You practice, of course.  You practice furiously, but you’re really just in a language primer of sorts so that you can give a lovely dissertation, the likes of which you don’t know what will be until you actually give it.”

 

“Observe.” Pat flicks on the car’s stereo, light years ahead of anything Ludwig knew but decades old for him.  The Gathering Sky commences, and the morning soundtrack begins.

 

And they are in Kansas, doing an unwieldy pas de deux with laughing strangers.  And they are excitedly shushing each other as the lights go down in Manhattan as they face the stage.  And they are at an Ojai barbeque where Pat motions to Ludwig that he has stained his Polo shirt, and Ludwig shouts that he loves that he knows what a Polo shirt is.  And they are in a Washington Metro.  And they are agog at the transformatively deep North Dakota night sky.  And they wilt under the Virginia shade.  And they are yet again cresting over some great highway somewhere with only their belts holding them fast to their seats.   And smiling, sunglassed, tanned Ludwig is hoisting a Sam Adams to the stark, hot blue sky, his blue-jeaned legs and bare feet dipped in the Galveston water while Pat motions everyone to come over.

 

And that was just the first two and a half minutes.

 

“Heilige Scheiße!” 

 

Ludwig giggles like a drunk surfer, albeit one with a decidedly old-world European accent.  “Pat!

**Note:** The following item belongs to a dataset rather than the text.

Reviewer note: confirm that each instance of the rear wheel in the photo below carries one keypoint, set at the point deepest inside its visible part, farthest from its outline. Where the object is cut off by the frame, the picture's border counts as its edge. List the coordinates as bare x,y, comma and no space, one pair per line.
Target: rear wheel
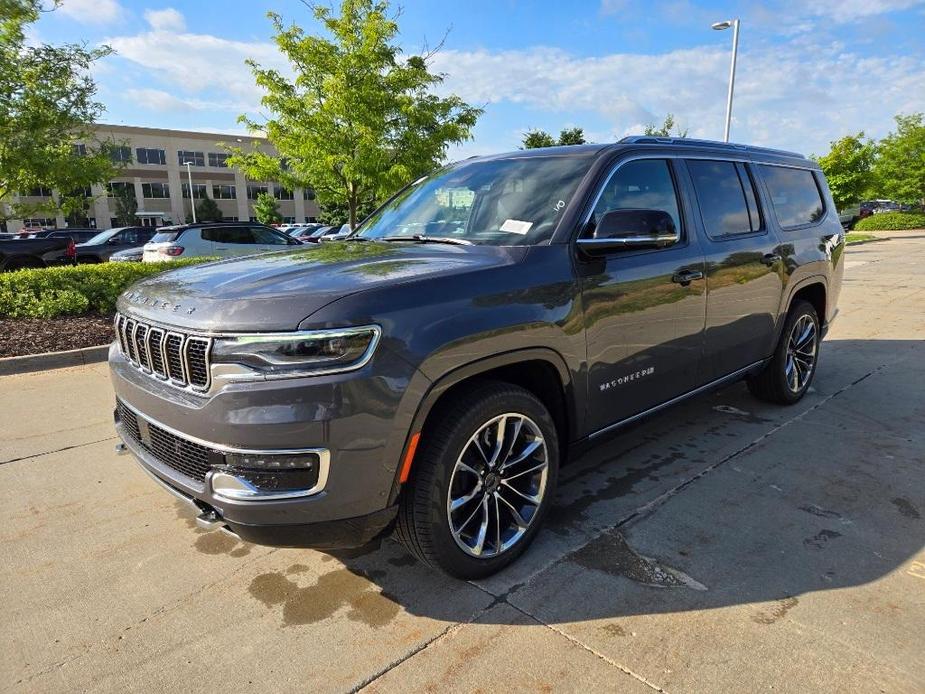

Your music is like your language is like your culture is like your land, and who knows what the hell that is?!  Hah!  Wonderful!  Wunderbar!” 

 

He settles in a little, and then adds “it’s not necessarily timeless per se because it’s so ephemeral; it expands to fill whatever space it’s in and thereby changes, at least a little, but maybe not enough to change its identity altogether.”  Ludwig pauses to adjust in his seat, straightening his brand new Chinos, and adds as a benediction, “And so we trade places a little, my dear Pat: what I do describes the human condition, but your stuff is the human condition.”  The last was delivered with a good-natured, self-satisfied smirk and happy, squinting eyes, incongruous, Pat thought, with the countenance of one of the (if not the) world’s most profound musical geniuses. 

 

They drive for a few miles, enjoying yet another music emanating from the front of the car.  This is Ludwig’s first encounter with internal combustion and the V-8’s thrum, alien as it is, feels oddly fitting to him.   "But, you know? I kind like being the journey.  I like being, how do you say?  A big fish in a small pond." More squinty smiling. 

 

Their journey, and the journey, continues for miles.  Ludwig and Pat channel surf, laughing at some, recoiling from others, pausing more than once on NPR with its classical selections. 

 

"By the way, Ludes, I noticed that when they brought you here there were literally dozens of others milling around.  I think that you were the only musician, though.  Wait, maybe there was one other, but it was someone you’d not know.  I think it was Prokofiev. Yeah, that’s it.  When you left the chamber that they brought you here in, did you notice a guy named Sergei there?  Sergei Prokofiev?  Bald guy.  Glasses."

 

“Ya, I met him.”  Ludwig scoffed, his accent growing thicker.  “Ach du lieber.  Whatta crybaby.” 

© 2014 Robert Brooks


Author's Note

Robert Brooks
It's a first pass. Likely some grammar issues. Also, the ending is thrown together. Just having fun here.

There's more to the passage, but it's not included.